Chapitre XX. Conclusion
La cause et la loi que nous venons d’assigner aux variations du goût ont ce mérite et ce défaut d’être très générales ; l’une fait comprendre pourquoi l’évolution littéraire est incessante ; l’autre permet de tracer la trajectoire sinueuse et pourtant régulière que parcourt une littérature. Mais il va de soi qu’elles ne peuvent, à elles seules, tout expliquer ; qu’elles ont besoin d’être complétées par des causes et lois secondaires qui s’appliquent au détail du mouvement.
Nous en avons indiqué plus d’une au cours de cet ouvrage ; mais il en reste une foule d’autres à découvrir. Les questions se posent en foule : Quelles sont les conditions favorables au développement du lyrisme, de l’humour, de la poésie épique ? Pourquoi le xixe siècle a-t-il vu mourir la tragédie, et le roman prendre une importance si considérable ? Qu’est-ce qui a déterminé, sous le second Empire, la renaissance du burlesque ? On pourrait allonger indéfiniment la liste des problèmes. Mais il ne s’agit pas de les résoudre ici. J’ai voulu seulement (je le rappelle une dernière fois) préciser la méthode qui peut conduire à trouver des réponses justes et nettes à ces multiples interrogations, et montrer ce que doit devenir l’histoire d’une littérature.
On me dira sans doute : ― A la quantité de lectures et de connaissances diverses que vous réclamez pour une pareille entreprise, savez-vous beaucoup d’hommes qui soient capables de la mener à bien ? — Je n’ai pas dit, répondrai-je, qu’elle fût facile ; je n’ai pas dit non plus qu’elle dût être nécessairement exécutée par un individu. Pourvu que l’œuvre soit conduite et achevée d’après un même plan d’ensemble, peu importe qu’elle soit collective, comme le fut la construction des grandes cathédrales. Aux architectes futurs, quels qu’ils puissent être, je souhaite patience, talent, largeur et finesse de vues, heureux si dans ce livre, dont je sens mieux que personne les lacunes et les imperfections, j’ai pu leur suggérer quelques moyens de faire l’édifice plus solide, plus riche, plus majestueux, plus complet.

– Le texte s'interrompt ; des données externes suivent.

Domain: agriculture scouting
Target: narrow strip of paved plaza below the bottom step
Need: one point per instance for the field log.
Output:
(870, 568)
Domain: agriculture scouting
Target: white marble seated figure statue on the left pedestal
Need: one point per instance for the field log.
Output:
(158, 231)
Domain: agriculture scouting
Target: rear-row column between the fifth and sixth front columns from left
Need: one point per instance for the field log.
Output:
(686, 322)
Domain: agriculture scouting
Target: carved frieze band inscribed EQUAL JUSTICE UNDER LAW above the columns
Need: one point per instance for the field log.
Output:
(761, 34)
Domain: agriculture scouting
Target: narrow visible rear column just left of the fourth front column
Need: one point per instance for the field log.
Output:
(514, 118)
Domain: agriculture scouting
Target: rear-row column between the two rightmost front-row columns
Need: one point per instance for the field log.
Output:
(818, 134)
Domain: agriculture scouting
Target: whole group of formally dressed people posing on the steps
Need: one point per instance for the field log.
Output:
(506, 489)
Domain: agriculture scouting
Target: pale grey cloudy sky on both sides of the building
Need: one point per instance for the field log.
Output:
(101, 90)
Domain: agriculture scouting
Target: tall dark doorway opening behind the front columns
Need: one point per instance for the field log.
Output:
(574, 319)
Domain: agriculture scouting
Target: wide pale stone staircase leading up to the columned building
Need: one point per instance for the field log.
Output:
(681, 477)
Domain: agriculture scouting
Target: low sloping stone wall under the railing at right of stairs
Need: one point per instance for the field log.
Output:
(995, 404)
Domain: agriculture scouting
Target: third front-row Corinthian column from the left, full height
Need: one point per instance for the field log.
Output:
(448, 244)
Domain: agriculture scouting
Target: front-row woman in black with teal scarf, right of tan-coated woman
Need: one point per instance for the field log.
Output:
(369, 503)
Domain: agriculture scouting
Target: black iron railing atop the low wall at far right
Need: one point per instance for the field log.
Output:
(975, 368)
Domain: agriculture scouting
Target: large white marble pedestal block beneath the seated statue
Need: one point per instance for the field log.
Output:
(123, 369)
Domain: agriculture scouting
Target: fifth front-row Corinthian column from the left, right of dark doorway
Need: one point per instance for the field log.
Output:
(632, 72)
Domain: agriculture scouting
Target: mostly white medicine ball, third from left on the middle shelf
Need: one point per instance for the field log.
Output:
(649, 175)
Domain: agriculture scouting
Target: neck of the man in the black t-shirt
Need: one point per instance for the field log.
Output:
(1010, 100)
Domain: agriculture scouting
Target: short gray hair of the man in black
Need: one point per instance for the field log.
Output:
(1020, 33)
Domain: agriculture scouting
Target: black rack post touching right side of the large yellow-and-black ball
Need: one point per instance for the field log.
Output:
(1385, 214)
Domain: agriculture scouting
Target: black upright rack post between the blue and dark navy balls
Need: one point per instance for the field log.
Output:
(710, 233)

Le jour où l’on aura su, ne fût-ce que dans la vie littéraire d’une nation, expliquer l’apparition et la disparition de tant de goûts divers, enchaîner l’une à l’autre les transformations subies par l’idée de beauté et les répercussions exercées par la littérature sur les autres branches de l’activité humaine, on aura certes accompli une œuvre dont la critique et la sociologie pourront tirer une grande utilité.
Le critique, juge et conseiller de ses contemporains, aura dès lors, la possibilité de dire aux auteurs avec une autorité singulièrement accrue : — Prenez garde ! Tel genre ne peut fleurir dans l’époque actuelle. Telle école a fait son temps et le public va exiger autre chose. — Il pourra pressentir le goût de demain, être la vigie qui annonce la côte voisine, qui crie Terre ! au navire encore perdu dans le brouillard ou la nuit194. Et ses avertissements, quand il parlera ainsi, ne seront plus de vagues et hasardeuses intuitions ; ils seront fondés sur les faits positifs et sur les lois de l’esprit humain.
Le sociologue, lui, dans l’histoire bien faite d’une littérature trouvera des lois démontrées, qui, lorsqu’un travail analogue aura été opéré sur d’autres littératures nationales, lui seront des éléments précieux pour une philosophie de l’évolution littéraire et même, comme les diverses parties d’une civilisation sont solidaires, de toute l’évolution sociale.
Bref, la science sera en possession de vérités qui, rendant plus intelligible la façon dont le passé s’est déroulé, rendront par-là plus facile l’art de prévoir et de créer l’avenir. L’humanité, devenue consciente de la marche qu’elle a suivie dans son mouvement d’oscillation et de progrès, saura les phases prochaines qu’elle doit traverser et elle pourra, sinon en modifier l’ordre, du moins éviter ou adoucir la brusquerie des secousses dans le passage de l’une à l’autre. Elle apprendra ainsi à gouverner, dans la mesure du possible, les forces obscures auxquelles jusqu’à présent elle a obéi sans le savoir et elle fera un pas vers cette liberté qui est seule à sa portée et qui consiste à connaître le jeu des lois naturelles pour commander aux puissances de la vie et pour les employer à la satisfaction de ses besoins matériels comme de ses plaisirs esthétiques.